China’s recent foray to buy more stock in the state-owned banks will not prevent the real estate market’s collapse, and I would view their quickness to action to suggest that this problem is much, much larger than they are letting on. One way or another, it’s going to be difficult for the Chinese government to contain this.

Many people have argued that the power of China’s Communist Party allows the government to respond to these crises with much greater ease than Western liberal democracies, but this argument misses the point. China’s property bubble developed precisely because the Communist Party’s heavy-hand in all aspects of the economy.

The currency peg has created a centralized policy in favor of export-led growth, at the expense of consumer purchasing power. This has created a giant misallocation of resources, with too much export capacity, massive inflationary problems, and an economy that doesn’t cater to consumers very well. By combining all of this with artificially low interest rates and a government-induced lending spree, China pushed more and more investors into housing and gold, in order to try to preserve their wealth against rising inflation. Ultimately, however, if there was not enough underlying demand for those properties, then it was bound to lead to a deflationary crash; which is what might be starting already.

The World Benefits?

The one area I disagree with many China property bears on is the ramifications for the world economy. Many people view China as the world’s “growth engine,” which is a flawed analysis, in my view. Rather, China has made the same mistake as Japan, and when it appeared that its rapid growth was starting to weaken, it used easy credit to maintain the growth. But this growth was not sustainable, and ultimately, harmful to the broader world economy.

It’s worth noting that the world economic boom of the 1990s only occurred after the Plaza Accord and the collapse of the Japanese Asset Bubble. Currency pegs and other mercantilistic intervention policies tend to reduce the overall volume of world trade and create economic inefficiencies, thereby sapping worldwide economic growth.

Just like Japan’s mercantilistic policies of the ‘70s and ‘80s may have helped create economic instability, China’s currency peg, coupled with its easy money policies, has helped stalled growth and create instability in many parts of the world. Overall, since the peg creates a mismatch of resources, it is harmful to global trade. In the long-term, the collapse of China’s bubble is actually beneficial to the world economy.

There are Opportunities

I should reiterate that there are many opportunities out there right now, and this is the first time I’ve been excited about what I’m seeing in the markets since ‘09. But I’m not necessarily convinced that “the bottom is in,” as the market may be severely underestimating the issues in China and the eurozone.

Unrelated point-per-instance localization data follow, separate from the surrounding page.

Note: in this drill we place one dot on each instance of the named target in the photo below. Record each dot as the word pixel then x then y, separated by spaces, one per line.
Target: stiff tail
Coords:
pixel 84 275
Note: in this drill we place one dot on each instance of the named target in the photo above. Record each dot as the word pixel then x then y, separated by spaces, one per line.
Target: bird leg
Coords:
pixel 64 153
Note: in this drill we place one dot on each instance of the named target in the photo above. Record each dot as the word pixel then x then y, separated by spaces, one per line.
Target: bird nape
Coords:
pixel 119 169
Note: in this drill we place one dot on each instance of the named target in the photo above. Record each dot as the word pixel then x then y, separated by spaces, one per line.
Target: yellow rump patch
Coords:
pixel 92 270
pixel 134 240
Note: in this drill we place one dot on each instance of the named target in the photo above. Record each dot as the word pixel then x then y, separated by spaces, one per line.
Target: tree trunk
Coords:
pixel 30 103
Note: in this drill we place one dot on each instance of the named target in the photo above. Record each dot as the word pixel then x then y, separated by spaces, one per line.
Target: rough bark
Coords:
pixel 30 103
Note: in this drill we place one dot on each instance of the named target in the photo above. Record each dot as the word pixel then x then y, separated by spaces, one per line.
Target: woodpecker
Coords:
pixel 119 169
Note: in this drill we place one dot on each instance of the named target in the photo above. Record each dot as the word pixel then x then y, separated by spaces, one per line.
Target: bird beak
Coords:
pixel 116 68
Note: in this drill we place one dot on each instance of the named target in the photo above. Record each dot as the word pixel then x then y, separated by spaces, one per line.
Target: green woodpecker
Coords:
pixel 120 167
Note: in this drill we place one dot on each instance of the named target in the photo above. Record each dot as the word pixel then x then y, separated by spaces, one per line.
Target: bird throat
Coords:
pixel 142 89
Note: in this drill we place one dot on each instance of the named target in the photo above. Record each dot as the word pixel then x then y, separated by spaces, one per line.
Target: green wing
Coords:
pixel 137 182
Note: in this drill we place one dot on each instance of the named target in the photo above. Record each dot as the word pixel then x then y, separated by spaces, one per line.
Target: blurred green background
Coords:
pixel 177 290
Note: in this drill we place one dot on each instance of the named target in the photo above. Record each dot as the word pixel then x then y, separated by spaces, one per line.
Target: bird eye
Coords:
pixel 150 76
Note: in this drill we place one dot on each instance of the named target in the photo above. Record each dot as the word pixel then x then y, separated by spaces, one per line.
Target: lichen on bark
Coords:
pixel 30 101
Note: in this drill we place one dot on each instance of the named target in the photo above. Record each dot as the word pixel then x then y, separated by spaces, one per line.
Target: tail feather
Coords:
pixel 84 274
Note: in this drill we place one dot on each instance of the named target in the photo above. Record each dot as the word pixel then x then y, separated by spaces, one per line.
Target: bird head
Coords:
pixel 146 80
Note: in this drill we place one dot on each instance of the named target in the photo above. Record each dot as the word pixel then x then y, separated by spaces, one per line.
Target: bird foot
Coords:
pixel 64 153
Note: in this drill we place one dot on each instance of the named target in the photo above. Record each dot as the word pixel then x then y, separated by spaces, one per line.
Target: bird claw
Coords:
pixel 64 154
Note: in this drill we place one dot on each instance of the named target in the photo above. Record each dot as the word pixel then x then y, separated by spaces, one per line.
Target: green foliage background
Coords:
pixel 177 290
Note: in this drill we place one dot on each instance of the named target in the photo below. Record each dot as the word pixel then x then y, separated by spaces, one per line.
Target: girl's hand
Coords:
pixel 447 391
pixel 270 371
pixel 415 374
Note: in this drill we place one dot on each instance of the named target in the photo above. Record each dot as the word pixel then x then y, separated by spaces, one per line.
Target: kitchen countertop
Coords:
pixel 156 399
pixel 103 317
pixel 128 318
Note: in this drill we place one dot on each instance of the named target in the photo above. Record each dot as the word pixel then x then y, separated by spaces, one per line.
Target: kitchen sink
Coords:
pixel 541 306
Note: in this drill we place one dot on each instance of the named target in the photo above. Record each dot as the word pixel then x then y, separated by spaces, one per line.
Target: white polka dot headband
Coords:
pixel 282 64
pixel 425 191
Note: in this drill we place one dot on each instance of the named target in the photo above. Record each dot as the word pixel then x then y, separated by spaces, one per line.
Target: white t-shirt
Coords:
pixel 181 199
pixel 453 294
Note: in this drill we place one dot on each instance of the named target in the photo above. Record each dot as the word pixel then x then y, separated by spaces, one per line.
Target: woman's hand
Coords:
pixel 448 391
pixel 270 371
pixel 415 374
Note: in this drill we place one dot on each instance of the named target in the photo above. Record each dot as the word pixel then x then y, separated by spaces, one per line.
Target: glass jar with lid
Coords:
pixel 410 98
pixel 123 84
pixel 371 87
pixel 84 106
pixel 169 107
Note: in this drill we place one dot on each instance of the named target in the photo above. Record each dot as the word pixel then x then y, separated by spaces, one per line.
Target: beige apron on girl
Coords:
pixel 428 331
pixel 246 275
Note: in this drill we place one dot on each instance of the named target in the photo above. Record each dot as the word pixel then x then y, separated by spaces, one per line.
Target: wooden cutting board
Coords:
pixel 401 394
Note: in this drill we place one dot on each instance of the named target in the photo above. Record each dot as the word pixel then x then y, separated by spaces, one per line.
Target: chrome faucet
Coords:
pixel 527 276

I favor US stocks right now and believe that they are, generally speaking, a great long-term buy, but could continue to suffer in the short term due to problems around the globe. At some point, I believe the US market will start to ‘detach’ itself from those issues, but I’m not sure when that occurs and we may need a few more headline shocks first. Regardless, buying in because of the eurozone's bank bailout plan is the wrong reason to buy in.

Disclosure: Author is short and owns long-dated put options on FXI.